The following were also appointed to the new board: Mr Mateusz Niemczyk and Mr Paweł Opoka, who are also members of the Issuer’s management board.
The necessity to change the first management of the Subsidiary was related to the results of activities checking the manner in which the team performed its duties (hereinafter: “Associates”). As a result of this verification, significant irregularities were found, in particular in respect of compliance with the Aforti Group corporate governance and improper conduct of the entrusted project related to the procedure for obtaining an EMI electronic money license, including by concealing relevant information related to the operations of the Subsidiary, which in the opinion of the Issuer’s Management Board can be regarded as acting to the detriment of the Issuer being the sole shareholder of the Subsidiary, to the detriment of the indicated Subsidiary, as well as the entire Capital Group of the Issuer by reducing its reputation. In connection with the discovery of the above irregularities, the Issuer’s Management Board on 27.08.2019 decided to terminate, by agreement of the parties, contracts concluded with Associates.
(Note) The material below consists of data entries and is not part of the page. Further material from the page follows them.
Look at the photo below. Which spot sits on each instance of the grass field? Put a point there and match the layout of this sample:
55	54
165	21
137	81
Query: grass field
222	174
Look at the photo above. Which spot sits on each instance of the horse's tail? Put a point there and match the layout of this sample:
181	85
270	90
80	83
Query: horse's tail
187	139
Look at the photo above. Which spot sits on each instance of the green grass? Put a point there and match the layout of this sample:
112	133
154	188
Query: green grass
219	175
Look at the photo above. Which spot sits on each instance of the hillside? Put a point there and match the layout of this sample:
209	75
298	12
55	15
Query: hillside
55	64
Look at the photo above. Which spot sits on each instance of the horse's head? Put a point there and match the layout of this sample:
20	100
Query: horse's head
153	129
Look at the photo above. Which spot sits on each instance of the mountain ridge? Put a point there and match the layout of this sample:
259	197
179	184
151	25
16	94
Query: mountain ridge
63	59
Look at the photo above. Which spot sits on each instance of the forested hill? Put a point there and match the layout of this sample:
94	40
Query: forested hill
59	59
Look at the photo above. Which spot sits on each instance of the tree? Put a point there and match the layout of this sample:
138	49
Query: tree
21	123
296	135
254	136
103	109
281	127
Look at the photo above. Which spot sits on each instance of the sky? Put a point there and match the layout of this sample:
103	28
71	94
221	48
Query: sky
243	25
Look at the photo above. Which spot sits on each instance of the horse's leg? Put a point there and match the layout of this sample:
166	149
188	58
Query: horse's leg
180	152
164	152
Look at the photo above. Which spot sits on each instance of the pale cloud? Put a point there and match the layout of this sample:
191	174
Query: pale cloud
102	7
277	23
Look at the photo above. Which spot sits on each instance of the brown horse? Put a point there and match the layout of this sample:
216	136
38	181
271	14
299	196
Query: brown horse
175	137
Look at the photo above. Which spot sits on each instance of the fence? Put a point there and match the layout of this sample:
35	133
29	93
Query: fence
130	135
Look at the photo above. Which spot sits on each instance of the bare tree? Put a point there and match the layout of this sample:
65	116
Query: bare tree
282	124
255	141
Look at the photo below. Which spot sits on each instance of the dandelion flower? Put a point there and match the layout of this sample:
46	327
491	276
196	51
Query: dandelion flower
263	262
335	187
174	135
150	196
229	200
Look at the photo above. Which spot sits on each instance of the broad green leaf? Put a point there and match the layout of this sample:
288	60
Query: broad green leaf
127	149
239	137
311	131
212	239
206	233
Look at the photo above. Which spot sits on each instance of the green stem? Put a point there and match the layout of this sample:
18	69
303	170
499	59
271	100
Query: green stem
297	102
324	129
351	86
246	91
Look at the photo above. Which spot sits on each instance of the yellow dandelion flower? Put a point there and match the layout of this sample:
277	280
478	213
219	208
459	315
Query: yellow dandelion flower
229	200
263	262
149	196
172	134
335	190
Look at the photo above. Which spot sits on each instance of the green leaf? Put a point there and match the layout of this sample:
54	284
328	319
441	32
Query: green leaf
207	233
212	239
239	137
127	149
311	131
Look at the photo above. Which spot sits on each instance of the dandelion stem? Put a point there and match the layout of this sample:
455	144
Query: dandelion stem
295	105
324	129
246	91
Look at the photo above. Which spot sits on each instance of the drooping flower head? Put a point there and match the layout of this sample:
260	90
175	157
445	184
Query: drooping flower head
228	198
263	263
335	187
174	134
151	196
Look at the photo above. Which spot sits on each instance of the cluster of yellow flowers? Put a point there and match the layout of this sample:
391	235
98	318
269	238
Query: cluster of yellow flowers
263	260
Due to the negative actions of former Associates, the Management Board addressed to these persons a request for the return of funds improperly collected by them in the amount of approx. 500 thousand. zlotys. It should also be mentioned that former Associates exposed the Subsidiary to a potential loss in the estimated amount of approximately PLN 140,000. euro. In the event of further actions of its former Associates that will harm the good name of the Company, the Management Board will consider bringing the case to court.
Further work related to the preparation for launching operations of Aforti, UAB is being carried out according to the schedule. Currently, in Lithuania, recruitment is underway for five newly created positions in the area of: contact with the regulator and supervisory authorities of the Lithuanian financial market, monitoring of counteracting money laundering transactions (AML), IT system security management, compliance and management of the compliance area, as well as support for employed managers. The Management Board of Aforti, UAB also began negotiations related to the selection of a registered office that meets the conditions relevant to the planned operations of the Subsidiary. Work is also underway to adapt the IT infrastructure owned by the Aforti Group to the requirements of the EMI license. The process of appropriate adaptation of IT systems and programs, selection of suppliers and extension of the programming base is underway.
At the same time, talks are underway to meet the capital requirements related to EMI. This is related to the main purpose of the EGM convened by the Issuer’s Management Board, which will take place on October 22 this year. which is the planned issue of the Issuer’s shares.
The Issuer’s Management Board would like to emphasize that the process of obtaining an EMI institution license is currently carried out by a qualified and experienced team. With the change of the management of the Subsidiary, the implementation of the project gained the right pace.
In the opinion of the Company’s Management Board, the publication of this announcement will allow investors and Shareholders of the Company to obtain a more complete picture of the project. This should also translate into a better understanding by the Company’s Stakeholders of the processes necessary for the entry of the Aforti Group into further foreign markets, in accordance with the adopted development strategy of the Group.